An economic discussion of health policies designed to prevent, treat, and manage musculoskeletal conditions in developing countries is inherently difficult for a variety of reasons, but primarily because of the lack of both epidemiological and cost-effectiveness data for most developing countries. Some progress has been made by Symmons, Mathers, and Pfleger (2004a, 2004b),-who-provide incidence estimates for OA and RA from epidemiological data on prevalence and relative mortality risks, although data from many areas are scant.

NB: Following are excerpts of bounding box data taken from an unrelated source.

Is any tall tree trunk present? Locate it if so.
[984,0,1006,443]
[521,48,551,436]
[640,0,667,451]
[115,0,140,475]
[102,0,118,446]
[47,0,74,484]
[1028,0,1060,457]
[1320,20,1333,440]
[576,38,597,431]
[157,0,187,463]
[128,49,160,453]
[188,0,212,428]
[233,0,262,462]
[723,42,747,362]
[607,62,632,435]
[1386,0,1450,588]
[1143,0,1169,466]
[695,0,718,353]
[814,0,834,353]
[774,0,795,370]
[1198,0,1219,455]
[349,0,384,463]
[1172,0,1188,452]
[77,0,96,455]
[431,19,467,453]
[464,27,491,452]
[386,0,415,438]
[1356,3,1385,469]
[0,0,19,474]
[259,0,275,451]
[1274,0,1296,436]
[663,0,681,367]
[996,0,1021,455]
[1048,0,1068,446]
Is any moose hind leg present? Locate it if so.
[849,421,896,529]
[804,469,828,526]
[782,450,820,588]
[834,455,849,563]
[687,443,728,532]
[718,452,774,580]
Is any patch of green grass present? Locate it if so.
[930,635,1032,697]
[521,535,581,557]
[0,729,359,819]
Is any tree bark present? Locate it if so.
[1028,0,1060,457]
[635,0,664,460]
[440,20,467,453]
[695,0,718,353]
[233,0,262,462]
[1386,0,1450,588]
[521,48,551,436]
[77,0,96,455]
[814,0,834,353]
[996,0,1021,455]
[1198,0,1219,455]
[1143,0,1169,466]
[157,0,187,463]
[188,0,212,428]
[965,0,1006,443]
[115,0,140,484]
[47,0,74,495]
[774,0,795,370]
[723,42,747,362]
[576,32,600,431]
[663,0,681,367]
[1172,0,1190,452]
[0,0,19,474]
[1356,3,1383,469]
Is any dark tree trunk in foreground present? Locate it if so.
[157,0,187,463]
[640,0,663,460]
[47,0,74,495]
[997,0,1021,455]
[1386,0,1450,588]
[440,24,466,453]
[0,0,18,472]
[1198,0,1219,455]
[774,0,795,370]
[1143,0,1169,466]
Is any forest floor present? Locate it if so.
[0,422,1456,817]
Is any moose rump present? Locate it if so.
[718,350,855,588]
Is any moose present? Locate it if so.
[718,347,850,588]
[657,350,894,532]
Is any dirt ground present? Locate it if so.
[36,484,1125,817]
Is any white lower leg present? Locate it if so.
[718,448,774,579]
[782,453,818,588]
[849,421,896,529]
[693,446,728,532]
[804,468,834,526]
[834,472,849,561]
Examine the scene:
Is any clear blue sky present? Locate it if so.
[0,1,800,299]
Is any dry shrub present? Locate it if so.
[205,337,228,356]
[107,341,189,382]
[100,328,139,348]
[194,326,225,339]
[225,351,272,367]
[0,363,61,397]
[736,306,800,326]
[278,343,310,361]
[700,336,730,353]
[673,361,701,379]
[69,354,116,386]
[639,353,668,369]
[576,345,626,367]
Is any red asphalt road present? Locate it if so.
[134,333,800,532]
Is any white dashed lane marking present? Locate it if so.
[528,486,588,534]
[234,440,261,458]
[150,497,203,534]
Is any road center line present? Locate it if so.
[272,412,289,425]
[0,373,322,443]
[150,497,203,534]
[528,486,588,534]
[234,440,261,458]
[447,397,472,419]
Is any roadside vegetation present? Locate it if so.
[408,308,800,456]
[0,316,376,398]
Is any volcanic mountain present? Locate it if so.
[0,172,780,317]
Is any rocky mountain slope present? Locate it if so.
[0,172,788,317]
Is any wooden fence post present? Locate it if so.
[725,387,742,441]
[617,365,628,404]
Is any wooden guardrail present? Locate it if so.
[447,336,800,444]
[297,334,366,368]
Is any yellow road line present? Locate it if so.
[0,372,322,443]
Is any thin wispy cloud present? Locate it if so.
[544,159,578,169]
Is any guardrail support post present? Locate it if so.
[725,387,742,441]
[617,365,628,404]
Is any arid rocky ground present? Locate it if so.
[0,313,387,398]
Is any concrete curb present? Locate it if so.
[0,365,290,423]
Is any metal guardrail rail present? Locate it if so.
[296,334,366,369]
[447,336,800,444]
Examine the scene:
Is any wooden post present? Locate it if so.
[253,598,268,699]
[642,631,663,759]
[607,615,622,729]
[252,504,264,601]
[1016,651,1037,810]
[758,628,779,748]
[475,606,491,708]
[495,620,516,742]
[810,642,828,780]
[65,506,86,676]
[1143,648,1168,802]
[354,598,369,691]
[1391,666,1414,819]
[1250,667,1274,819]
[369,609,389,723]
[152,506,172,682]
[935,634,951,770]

Perhaps a more important constraint on economic evaluations in this field is the surprising number of interventions for which trial data on efficacy are inadequate. Another issue, currently the target of a concerted effort to improve practice in the field, is the lack of cross-study comparability of the results of economic evaluations of interventions for OA, RA, and OP. One of the most important variables is the choice of comparator used to assess the cost-effectiveness of interventions.

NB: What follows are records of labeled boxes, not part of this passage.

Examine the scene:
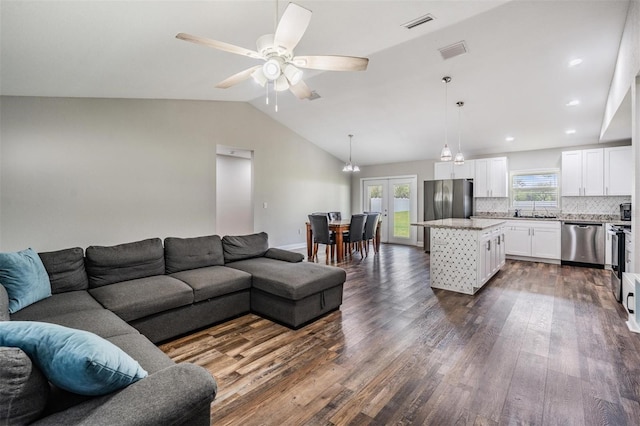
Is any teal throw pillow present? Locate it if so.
[0,248,51,314]
[0,321,147,395]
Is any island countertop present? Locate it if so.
[411,218,506,230]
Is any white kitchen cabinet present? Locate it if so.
[433,160,476,180]
[562,148,604,197]
[604,145,633,195]
[478,227,505,287]
[505,220,561,260]
[473,157,509,198]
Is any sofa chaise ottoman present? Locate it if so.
[222,233,346,329]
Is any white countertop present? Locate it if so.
[411,218,506,230]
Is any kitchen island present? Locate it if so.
[411,219,506,294]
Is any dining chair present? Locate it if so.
[342,214,367,258]
[309,213,336,263]
[363,213,380,256]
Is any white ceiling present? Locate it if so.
[0,0,631,165]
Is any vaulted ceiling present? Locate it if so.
[0,0,631,165]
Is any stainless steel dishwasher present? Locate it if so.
[561,222,605,269]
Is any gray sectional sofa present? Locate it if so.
[0,233,346,425]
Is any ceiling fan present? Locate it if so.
[176,3,369,102]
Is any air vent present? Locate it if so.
[307,90,322,101]
[438,40,467,59]
[402,13,436,30]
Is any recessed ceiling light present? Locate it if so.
[569,58,582,67]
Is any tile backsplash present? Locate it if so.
[475,196,631,215]
[474,198,509,213]
[561,197,631,215]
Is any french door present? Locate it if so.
[362,176,418,245]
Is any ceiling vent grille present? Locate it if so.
[402,13,436,30]
[438,40,467,60]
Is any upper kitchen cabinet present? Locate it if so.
[433,160,476,180]
[562,148,604,197]
[473,157,508,198]
[604,146,633,195]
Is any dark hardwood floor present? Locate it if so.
[161,245,640,425]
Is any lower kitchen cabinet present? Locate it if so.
[478,227,506,287]
[505,220,560,260]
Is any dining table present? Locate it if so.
[306,219,382,262]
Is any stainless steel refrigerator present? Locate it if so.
[424,179,473,252]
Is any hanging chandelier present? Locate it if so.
[440,77,453,161]
[342,135,360,173]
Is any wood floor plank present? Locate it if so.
[160,244,640,426]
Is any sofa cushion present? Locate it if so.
[0,248,51,313]
[171,266,251,302]
[107,334,175,374]
[26,308,139,339]
[264,247,304,263]
[0,347,49,425]
[222,232,269,263]
[227,257,347,300]
[11,290,104,321]
[0,284,11,321]
[0,321,147,395]
[86,238,164,288]
[89,275,193,321]
[164,235,224,274]
[38,247,89,294]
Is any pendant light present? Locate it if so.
[453,101,464,165]
[342,135,360,173]
[440,77,453,161]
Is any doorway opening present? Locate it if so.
[362,176,418,245]
[216,145,253,236]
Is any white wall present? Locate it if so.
[216,154,254,235]
[0,96,350,251]
[600,0,640,136]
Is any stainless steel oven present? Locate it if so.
[609,226,626,302]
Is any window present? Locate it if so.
[511,170,560,210]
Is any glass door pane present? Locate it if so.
[362,179,388,243]
[392,183,411,238]
[388,178,418,244]
[362,177,418,244]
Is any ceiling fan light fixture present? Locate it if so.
[262,58,282,81]
[273,74,290,92]
[251,68,267,87]
[284,64,302,86]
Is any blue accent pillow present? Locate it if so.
[0,321,147,395]
[0,248,51,314]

The Outcome Measures in Rheumatology Clinical Trials Economics Working Group, which was established in 1996, has made some progress toward redressing this problem. In principle, the relevant comparator is generally the next-best alternative or alternatives to the intervention of interest. The choice of comparator is especially important for cost-effectiveness analysis, because cost-effectiveness is a relative, not an absolute, concept; whether a particular intervention is considered efficient depends on the efficiency of other interventions and on budget constraints. This issue is a fundamental one, because a great many health sector innovations involve new ways of producing desirable effects with existing technology. The relevant consideration in such cases is the additional benefits that the innovation is expected to confer and the relative cost of achieving those benefits. In such circumstances, the computation of incremental cost-effectiveness ratios (ICERs) on the basis of a no-treatment alternative is of limited use, unless that scenario is genuinely under consideration. Unfortunately, the no-treatment (or, more accurately, the placebo treatment) option is precisely the comparator that much of the literature has used.

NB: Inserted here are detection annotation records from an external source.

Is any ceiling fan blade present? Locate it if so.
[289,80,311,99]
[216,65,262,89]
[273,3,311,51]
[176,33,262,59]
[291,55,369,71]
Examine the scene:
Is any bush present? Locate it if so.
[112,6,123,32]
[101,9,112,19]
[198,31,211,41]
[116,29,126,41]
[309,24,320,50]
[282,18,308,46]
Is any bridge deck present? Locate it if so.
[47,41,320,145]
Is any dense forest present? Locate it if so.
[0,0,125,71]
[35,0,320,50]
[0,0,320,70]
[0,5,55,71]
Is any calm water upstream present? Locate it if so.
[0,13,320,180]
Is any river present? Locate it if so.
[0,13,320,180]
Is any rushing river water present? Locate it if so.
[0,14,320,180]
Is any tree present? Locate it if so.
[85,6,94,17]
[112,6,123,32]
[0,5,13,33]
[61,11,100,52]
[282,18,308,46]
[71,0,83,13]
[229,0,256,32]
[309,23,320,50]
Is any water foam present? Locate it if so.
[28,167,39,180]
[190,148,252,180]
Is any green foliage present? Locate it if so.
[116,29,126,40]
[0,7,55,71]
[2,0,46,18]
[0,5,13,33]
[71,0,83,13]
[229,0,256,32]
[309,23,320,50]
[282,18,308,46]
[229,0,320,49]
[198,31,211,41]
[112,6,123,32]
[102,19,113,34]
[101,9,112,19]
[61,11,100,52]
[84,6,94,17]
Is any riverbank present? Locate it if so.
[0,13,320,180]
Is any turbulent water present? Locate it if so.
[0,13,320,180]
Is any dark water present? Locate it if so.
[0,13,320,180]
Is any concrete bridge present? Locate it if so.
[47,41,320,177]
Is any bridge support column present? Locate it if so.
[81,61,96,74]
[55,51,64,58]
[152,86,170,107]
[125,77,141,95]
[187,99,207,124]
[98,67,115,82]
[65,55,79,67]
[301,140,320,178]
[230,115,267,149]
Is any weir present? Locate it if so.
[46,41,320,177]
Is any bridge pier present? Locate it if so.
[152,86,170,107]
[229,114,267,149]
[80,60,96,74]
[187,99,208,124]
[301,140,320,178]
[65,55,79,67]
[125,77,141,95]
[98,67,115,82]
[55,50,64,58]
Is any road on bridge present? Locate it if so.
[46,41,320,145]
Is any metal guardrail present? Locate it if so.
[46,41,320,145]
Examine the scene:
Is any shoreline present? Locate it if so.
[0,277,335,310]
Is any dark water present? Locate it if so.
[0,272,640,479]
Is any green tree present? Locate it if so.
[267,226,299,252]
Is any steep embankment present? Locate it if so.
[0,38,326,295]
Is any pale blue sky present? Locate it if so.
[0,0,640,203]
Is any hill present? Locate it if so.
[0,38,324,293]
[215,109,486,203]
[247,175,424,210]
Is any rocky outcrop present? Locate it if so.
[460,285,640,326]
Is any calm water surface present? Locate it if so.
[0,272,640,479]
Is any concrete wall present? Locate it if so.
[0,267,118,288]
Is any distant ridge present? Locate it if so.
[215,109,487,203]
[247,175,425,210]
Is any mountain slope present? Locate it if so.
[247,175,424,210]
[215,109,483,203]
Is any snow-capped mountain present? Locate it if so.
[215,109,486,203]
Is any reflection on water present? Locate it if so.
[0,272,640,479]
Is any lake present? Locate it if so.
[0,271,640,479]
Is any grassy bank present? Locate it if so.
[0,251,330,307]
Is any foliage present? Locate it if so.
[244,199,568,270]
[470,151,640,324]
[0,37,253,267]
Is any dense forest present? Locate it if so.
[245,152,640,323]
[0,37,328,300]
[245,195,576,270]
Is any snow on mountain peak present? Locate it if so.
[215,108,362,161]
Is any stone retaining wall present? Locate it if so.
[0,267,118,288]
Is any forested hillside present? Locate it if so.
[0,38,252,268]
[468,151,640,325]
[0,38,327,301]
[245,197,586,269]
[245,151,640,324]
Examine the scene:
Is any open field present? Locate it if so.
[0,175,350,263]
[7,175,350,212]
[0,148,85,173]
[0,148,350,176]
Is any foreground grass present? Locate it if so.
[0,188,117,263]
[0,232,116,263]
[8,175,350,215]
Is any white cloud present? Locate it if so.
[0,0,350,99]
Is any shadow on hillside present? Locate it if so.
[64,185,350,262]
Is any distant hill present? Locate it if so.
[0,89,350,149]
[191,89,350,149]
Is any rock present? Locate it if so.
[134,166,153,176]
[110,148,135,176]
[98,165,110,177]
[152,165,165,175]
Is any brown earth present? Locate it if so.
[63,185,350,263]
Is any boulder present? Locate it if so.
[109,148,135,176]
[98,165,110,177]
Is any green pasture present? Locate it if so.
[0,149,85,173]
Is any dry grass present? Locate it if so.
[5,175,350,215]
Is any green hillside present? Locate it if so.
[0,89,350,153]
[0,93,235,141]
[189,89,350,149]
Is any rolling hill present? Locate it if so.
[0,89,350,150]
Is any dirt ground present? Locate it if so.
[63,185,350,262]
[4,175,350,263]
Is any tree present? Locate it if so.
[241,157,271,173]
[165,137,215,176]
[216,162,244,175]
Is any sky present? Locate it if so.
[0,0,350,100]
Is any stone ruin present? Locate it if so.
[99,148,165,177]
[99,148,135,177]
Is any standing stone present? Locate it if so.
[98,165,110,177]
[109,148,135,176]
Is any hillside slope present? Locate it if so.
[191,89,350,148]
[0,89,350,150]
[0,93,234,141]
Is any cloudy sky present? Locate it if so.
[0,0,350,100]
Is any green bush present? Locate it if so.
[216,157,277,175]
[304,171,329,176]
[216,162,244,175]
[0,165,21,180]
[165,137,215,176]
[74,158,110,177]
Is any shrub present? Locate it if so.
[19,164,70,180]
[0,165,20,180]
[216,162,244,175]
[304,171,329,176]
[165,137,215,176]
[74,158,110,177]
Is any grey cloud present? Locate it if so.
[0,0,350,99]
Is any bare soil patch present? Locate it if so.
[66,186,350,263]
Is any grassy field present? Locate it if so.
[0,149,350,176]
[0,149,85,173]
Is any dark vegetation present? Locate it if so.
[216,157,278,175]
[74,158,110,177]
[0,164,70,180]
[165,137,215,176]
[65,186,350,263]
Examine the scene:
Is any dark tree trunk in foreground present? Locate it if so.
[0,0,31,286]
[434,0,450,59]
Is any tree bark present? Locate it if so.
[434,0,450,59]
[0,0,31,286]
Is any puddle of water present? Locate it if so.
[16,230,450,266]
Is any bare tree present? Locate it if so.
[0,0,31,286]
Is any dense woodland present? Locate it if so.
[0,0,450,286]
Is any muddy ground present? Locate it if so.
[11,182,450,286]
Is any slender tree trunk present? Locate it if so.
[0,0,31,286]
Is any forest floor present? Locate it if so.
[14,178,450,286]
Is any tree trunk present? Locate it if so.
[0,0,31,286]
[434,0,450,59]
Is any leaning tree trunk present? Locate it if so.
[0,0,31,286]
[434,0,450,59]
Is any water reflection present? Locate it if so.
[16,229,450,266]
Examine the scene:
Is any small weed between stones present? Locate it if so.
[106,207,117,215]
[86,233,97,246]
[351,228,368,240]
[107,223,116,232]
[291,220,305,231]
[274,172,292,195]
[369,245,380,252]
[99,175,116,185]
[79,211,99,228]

Another characteristic of economic evaluations in this field is that they have been performed almost entirely for developed countries. In the sections that follow, we discuss the steps we have taken in an attempt to minimize the adverse consequences of reliance on the literature for developed countries. Nevertheless, the pragmatic approach that we have adopted is subject to some important limitations and caveats.

Cost-effectiveness is a relative concept, in the sense that cost-effectiveness ratios (CERs) are useful only for comparing alternative ways of achieving a desired outcome—for instance, improving the quality and length of life. Assertions that an intervention is, in its own right, cost-effective are usually based on the notion that a particular CER represents a cutoff between those interventions that are efficient and those that are not. Thresholds of this kind involve an assumption about the value of life—for example, that a quality-adjusted life year (QALY) is worth US$30,000. Nevertheless, the literature routinely uses cost-effectiveness rules that are based on thresholds without the theoretically necessary explicit consideration of implicit budget constraints.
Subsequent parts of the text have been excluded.